Привставши, некросаттва вытащил из-под себя листок, замурзанный до безобразия.
На листке корявыми буквами было написано:
«1. Если тебе одновременно врежут но заднице и по голове, будешь ли ты рассматривать это как один большой удар или как два маленьких?
2. Если тебе харкнут в правое ухо, а зазвенит в левом — что ты посчитаешь за изъян?
3. Если тебе скажут «веруй», а ты уже веруешь, будешь ли ты сомневаться?
4. Если баба, с которой ты переспал одиннадцать раз, продолжает уверять, что ты еще мальчик, будешь ли ты эту бабу уважать?
5. Если тебя прохватил понос, а ты уже постился две недели, будешь ли ты думать о скоромном?
6. Если ты сошел с ума, чего тебе захочется больше всего?
7. Если хлопок одной ладони есть хлопок другой ладони, то что есть хлопок двух ладоней, которых нет?»
— Можешь ли ты ответить на эти вопросы? — осведомился некросаттва.
— Нет, — признался Крамугас.
— Ну, а хотя бы на один из них?
— Тоже нет, — чуть подумав, отозвался Крамугас. — Я ничего не понимаю.

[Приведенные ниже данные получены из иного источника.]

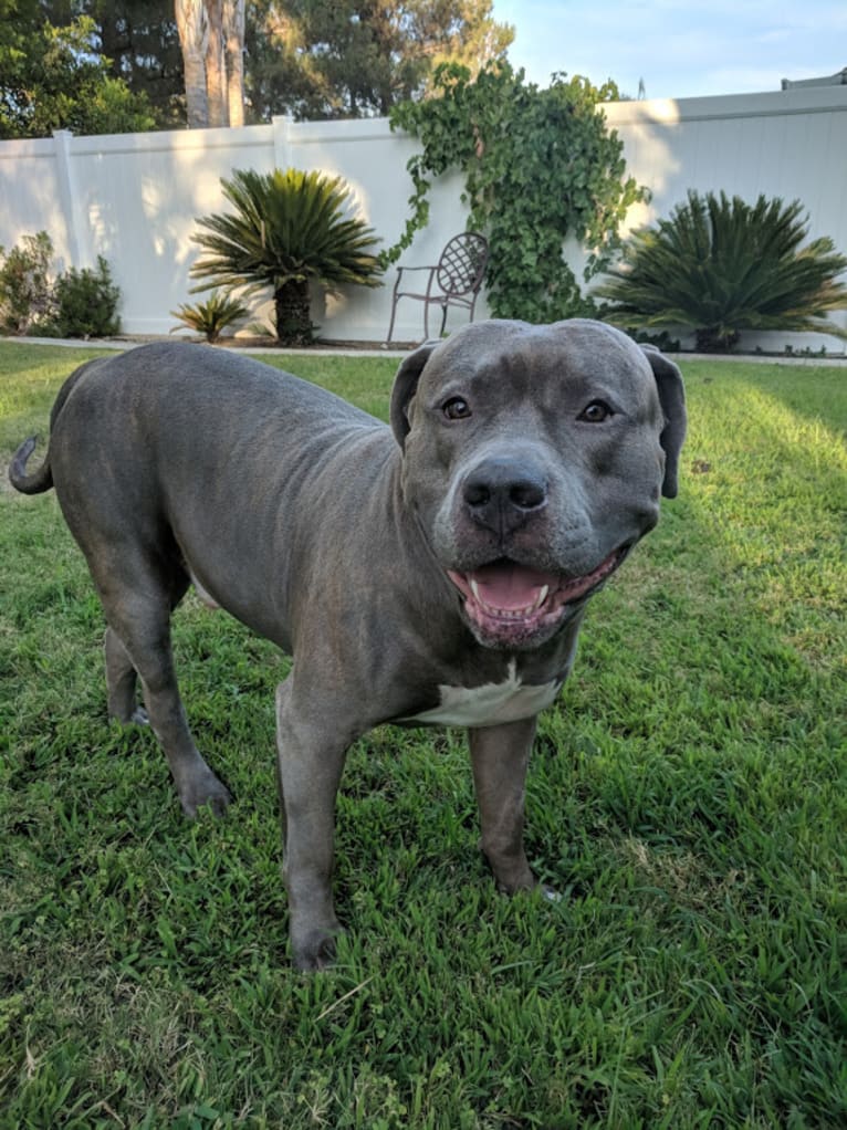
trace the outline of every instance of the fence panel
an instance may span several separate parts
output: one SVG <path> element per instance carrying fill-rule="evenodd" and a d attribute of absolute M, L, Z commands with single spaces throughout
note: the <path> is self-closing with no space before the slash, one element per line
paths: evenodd
<path fill-rule="evenodd" d="M 652 193 L 628 217 L 635 226 L 684 199 L 688 189 L 719 190 L 753 199 L 760 192 L 800 198 L 812 235 L 829 235 L 847 251 L 847 87 L 795 88 L 717 98 L 611 103 L 629 172 Z M 58 267 L 93 266 L 104 255 L 123 295 L 129 333 L 164 333 L 169 311 L 189 301 L 189 269 L 198 249 L 195 219 L 220 210 L 220 177 L 235 168 L 295 166 L 344 177 L 355 207 L 384 244 L 393 243 L 408 215 L 411 181 L 405 164 L 416 141 L 392 133 L 385 119 L 291 122 L 200 131 L 0 142 L 0 244 L 49 232 Z M 405 263 L 434 262 L 465 226 L 462 179 L 433 185 L 430 223 L 418 233 Z M 575 252 L 575 264 L 579 261 Z M 323 298 L 313 316 L 326 338 L 382 340 L 388 324 L 393 270 L 379 289 L 352 287 Z M 484 303 L 481 316 L 487 313 Z M 847 325 L 847 316 L 837 315 Z M 419 339 L 421 308 L 401 304 L 395 336 Z M 781 349 L 826 345 L 832 336 L 753 336 L 748 345 Z"/>

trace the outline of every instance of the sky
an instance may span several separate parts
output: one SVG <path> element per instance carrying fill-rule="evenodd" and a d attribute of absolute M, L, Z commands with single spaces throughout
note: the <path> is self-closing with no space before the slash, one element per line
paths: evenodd
<path fill-rule="evenodd" d="M 547 86 L 553 71 L 614 79 L 622 95 L 696 98 L 779 90 L 847 67 L 847 0 L 494 0 L 515 27 L 508 58 Z"/>

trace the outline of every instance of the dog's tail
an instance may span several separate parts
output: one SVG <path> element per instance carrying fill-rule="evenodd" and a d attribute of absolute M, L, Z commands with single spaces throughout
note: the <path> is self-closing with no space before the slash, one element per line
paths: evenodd
<path fill-rule="evenodd" d="M 49 455 L 37 471 L 33 471 L 32 475 L 26 473 L 26 462 L 34 451 L 35 436 L 30 435 L 28 440 L 24 440 L 9 463 L 9 481 L 21 494 L 41 494 L 53 486 Z"/>
<path fill-rule="evenodd" d="M 73 373 L 68 377 L 62 388 L 59 390 L 59 395 L 53 405 L 53 410 L 50 414 L 50 431 L 52 433 L 55 427 L 55 421 L 59 418 L 59 414 L 62 410 L 64 401 L 71 393 L 73 385 L 82 376 L 86 370 L 101 364 L 103 362 L 102 357 L 96 357 L 93 360 L 86 362 L 80 365 L 79 368 L 75 370 Z M 27 440 L 24 440 L 21 445 L 11 457 L 11 462 L 9 463 L 9 481 L 19 490 L 21 494 L 43 494 L 44 490 L 50 490 L 53 486 L 53 471 L 50 467 L 50 449 L 47 449 L 47 454 L 44 458 L 44 462 L 36 471 L 32 471 L 29 475 L 26 472 L 27 460 L 35 451 L 36 437 L 30 435 Z"/>

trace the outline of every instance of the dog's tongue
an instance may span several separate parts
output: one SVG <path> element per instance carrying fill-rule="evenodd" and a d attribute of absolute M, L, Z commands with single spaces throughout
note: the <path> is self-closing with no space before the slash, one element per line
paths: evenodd
<path fill-rule="evenodd" d="M 512 610 L 526 608 L 535 602 L 544 585 L 557 583 L 555 573 L 540 573 L 513 562 L 496 562 L 483 565 L 465 574 L 469 582 L 477 584 L 477 591 L 491 608 Z"/>

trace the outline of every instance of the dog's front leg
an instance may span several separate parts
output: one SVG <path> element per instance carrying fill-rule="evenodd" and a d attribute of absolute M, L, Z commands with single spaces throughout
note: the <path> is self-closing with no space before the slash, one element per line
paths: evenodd
<path fill-rule="evenodd" d="M 526 767 L 535 737 L 535 719 L 468 731 L 477 789 L 482 851 L 497 885 L 507 894 L 534 887 L 524 852 Z"/>
<path fill-rule="evenodd" d="M 349 731 L 299 703 L 291 678 L 277 689 L 277 767 L 291 956 L 298 970 L 331 964 L 341 927 L 332 903 L 335 796 Z"/>

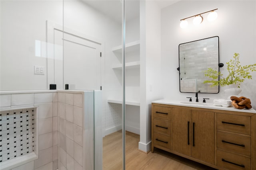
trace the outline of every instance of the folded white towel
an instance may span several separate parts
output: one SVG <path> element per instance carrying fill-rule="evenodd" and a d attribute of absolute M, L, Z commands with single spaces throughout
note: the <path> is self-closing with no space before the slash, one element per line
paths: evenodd
<path fill-rule="evenodd" d="M 225 99 L 214 99 L 213 100 L 213 105 L 228 107 L 231 105 L 232 101 L 231 100 Z"/>

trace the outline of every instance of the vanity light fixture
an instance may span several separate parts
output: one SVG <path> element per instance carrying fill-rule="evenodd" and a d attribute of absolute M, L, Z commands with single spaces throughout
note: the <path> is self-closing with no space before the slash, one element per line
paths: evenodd
<path fill-rule="evenodd" d="M 208 15 L 207 20 L 210 21 L 214 21 L 218 17 L 217 12 L 214 11 L 217 10 L 218 10 L 218 8 L 180 20 L 181 22 L 180 22 L 180 26 L 182 28 L 186 28 L 188 25 L 188 23 L 186 20 L 194 17 L 195 17 L 195 18 L 193 20 L 193 23 L 195 25 L 198 25 L 202 23 L 204 20 L 203 17 L 202 17 L 201 15 L 210 12 L 210 13 Z"/>

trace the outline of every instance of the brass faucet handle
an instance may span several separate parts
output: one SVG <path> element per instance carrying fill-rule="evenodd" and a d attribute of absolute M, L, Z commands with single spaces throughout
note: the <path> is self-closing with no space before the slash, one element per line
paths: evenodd
<path fill-rule="evenodd" d="M 190 98 L 189 97 L 187 97 L 187 98 L 190 98 L 190 99 L 189 99 L 189 101 L 190 102 L 192 102 L 192 98 Z"/>
<path fill-rule="evenodd" d="M 205 101 L 206 99 L 209 99 L 208 98 L 203 98 L 203 99 L 204 99 L 203 100 L 203 103 L 206 103 L 206 101 Z"/>

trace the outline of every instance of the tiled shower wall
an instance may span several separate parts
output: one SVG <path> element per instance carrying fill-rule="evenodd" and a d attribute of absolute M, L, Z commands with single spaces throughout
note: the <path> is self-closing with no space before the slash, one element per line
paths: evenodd
<path fill-rule="evenodd" d="M 59 168 L 83 169 L 83 94 L 58 93 Z"/>
<path fill-rule="evenodd" d="M 1 92 L 1 110 L 36 107 L 39 118 L 39 158 L 12 169 L 102 169 L 102 147 L 94 152 L 102 145 L 102 92 Z"/>
<path fill-rule="evenodd" d="M 35 92 L 35 91 L 34 91 Z M 39 158 L 12 170 L 58 168 L 58 103 L 56 90 L 0 95 L 1 110 L 38 107 Z"/>

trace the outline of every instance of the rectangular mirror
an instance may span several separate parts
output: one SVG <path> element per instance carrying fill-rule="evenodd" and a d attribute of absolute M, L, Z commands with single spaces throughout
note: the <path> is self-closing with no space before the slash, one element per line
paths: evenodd
<path fill-rule="evenodd" d="M 211 67 L 219 71 L 219 37 L 215 36 L 179 45 L 180 91 L 218 93 L 219 86 L 204 83 L 205 71 Z"/>

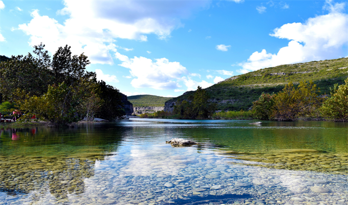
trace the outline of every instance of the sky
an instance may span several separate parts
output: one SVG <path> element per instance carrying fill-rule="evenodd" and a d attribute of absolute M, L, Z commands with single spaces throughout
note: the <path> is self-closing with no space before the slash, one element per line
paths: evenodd
<path fill-rule="evenodd" d="M 280 65 L 348 57 L 348 2 L 0 1 L 0 55 L 68 45 L 127 96 L 178 96 Z"/>

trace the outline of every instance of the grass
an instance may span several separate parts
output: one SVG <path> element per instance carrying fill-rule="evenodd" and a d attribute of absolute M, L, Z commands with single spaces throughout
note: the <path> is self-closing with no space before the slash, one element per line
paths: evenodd
<path fill-rule="evenodd" d="M 133 107 L 164 107 L 164 102 L 172 98 L 151 95 L 139 95 L 127 96 L 127 98 L 133 104 Z"/>
<path fill-rule="evenodd" d="M 214 119 L 253 119 L 253 112 L 251 110 L 244 111 L 222 111 L 215 113 L 211 117 Z"/>
<path fill-rule="evenodd" d="M 205 89 L 217 109 L 224 111 L 248 110 L 263 92 L 277 93 L 291 81 L 312 80 L 322 94 L 330 93 L 334 84 L 342 85 L 348 77 L 348 58 L 285 65 L 267 68 L 233 76 Z M 183 100 L 194 91 L 168 101 Z"/>

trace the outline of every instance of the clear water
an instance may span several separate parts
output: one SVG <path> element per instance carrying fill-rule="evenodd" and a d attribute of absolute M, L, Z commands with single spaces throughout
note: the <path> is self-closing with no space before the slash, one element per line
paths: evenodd
<path fill-rule="evenodd" d="M 348 203 L 348 124 L 251 122 L 3 129 L 0 204 Z"/>

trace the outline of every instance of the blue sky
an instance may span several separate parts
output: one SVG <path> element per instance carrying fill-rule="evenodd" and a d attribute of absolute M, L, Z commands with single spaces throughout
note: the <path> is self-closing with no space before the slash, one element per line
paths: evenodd
<path fill-rule="evenodd" d="M 279 65 L 348 56 L 347 3 L 0 1 L 0 55 L 68 45 L 130 96 L 177 96 Z"/>

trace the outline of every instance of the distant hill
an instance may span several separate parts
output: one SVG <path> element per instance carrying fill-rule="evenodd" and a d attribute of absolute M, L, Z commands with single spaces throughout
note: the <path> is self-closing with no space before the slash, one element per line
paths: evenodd
<path fill-rule="evenodd" d="M 334 84 L 343 84 L 347 77 L 348 58 L 342 58 L 264 68 L 230 77 L 205 90 L 211 100 L 217 104 L 218 110 L 246 110 L 263 92 L 276 93 L 290 81 L 296 84 L 300 81 L 312 80 L 324 94 L 329 93 Z M 178 99 L 186 99 L 194 93 L 186 92 L 168 100 L 164 110 L 170 110 Z"/>
<path fill-rule="evenodd" d="M 164 107 L 164 102 L 172 98 L 151 95 L 139 95 L 127 96 L 133 107 Z"/>
<path fill-rule="evenodd" d="M 0 55 L 0 62 L 2 61 L 6 61 L 9 60 L 10 58 L 5 56 L 5 55 Z"/>

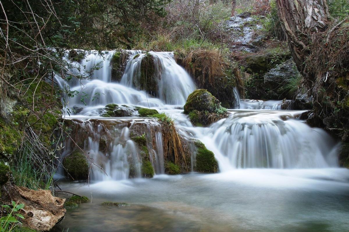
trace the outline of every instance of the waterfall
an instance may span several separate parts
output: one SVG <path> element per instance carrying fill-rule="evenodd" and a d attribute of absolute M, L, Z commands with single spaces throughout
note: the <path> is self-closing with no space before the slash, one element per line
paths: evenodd
<path fill-rule="evenodd" d="M 146 118 L 102 119 L 99 116 L 104 106 L 111 103 L 150 107 L 175 119 L 178 132 L 188 142 L 192 170 L 196 149 L 190 144 L 193 139 L 199 139 L 213 152 L 221 172 L 337 166 L 336 143 L 323 130 L 311 128 L 299 119 L 304 111 L 281 110 L 284 101 L 240 99 L 237 93 L 239 109 L 230 110 L 228 118 L 209 127 L 193 126 L 181 107 L 195 87 L 189 74 L 176 63 L 173 53 L 124 51 L 128 58 L 119 82 L 112 82 L 111 77 L 111 62 L 115 51 L 82 51 L 85 57 L 78 61 L 69 60 L 67 52 L 63 59 L 69 64 L 71 73 L 86 78 L 79 80 L 55 77 L 59 86 L 72 93 L 63 96 L 67 107 L 83 108 L 77 115 L 65 116 L 79 125 L 75 137 L 83 140 L 80 142 L 84 151 L 96 165 L 91 165 L 91 179 L 141 176 L 142 157 L 131 139 L 134 132 L 146 138 L 149 160 L 155 173 L 165 172 L 167 154 L 164 153 L 161 125 Z M 153 96 L 140 88 L 141 64 L 147 56 L 151 56 L 154 65 L 151 77 L 155 80 L 156 88 L 156 93 L 150 93 Z M 107 144 L 101 149 L 102 139 Z M 71 152 L 74 143 L 68 139 L 65 145 L 62 158 Z"/>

— Это хорошо, — коротко кивнул некросаттва, судя по всему, вполне довольный. — Так и надо. Тонкая наука. Сразу видно: наш! Дурак бы понял и ответил… Значит, ты для прессы — создан! Молодец. Твори! Но на листочек иногда поглядывай — поможет… Я тебе его дарю — как талисман. К тому же листик мягонький — удобно…
— Вряд ли я осмелюсь… — прошептал чут ьслышно Крамугас. — Навряд ли… Ведь — святыня! У меня дня этих дел припасено другое… Ну, а дальше?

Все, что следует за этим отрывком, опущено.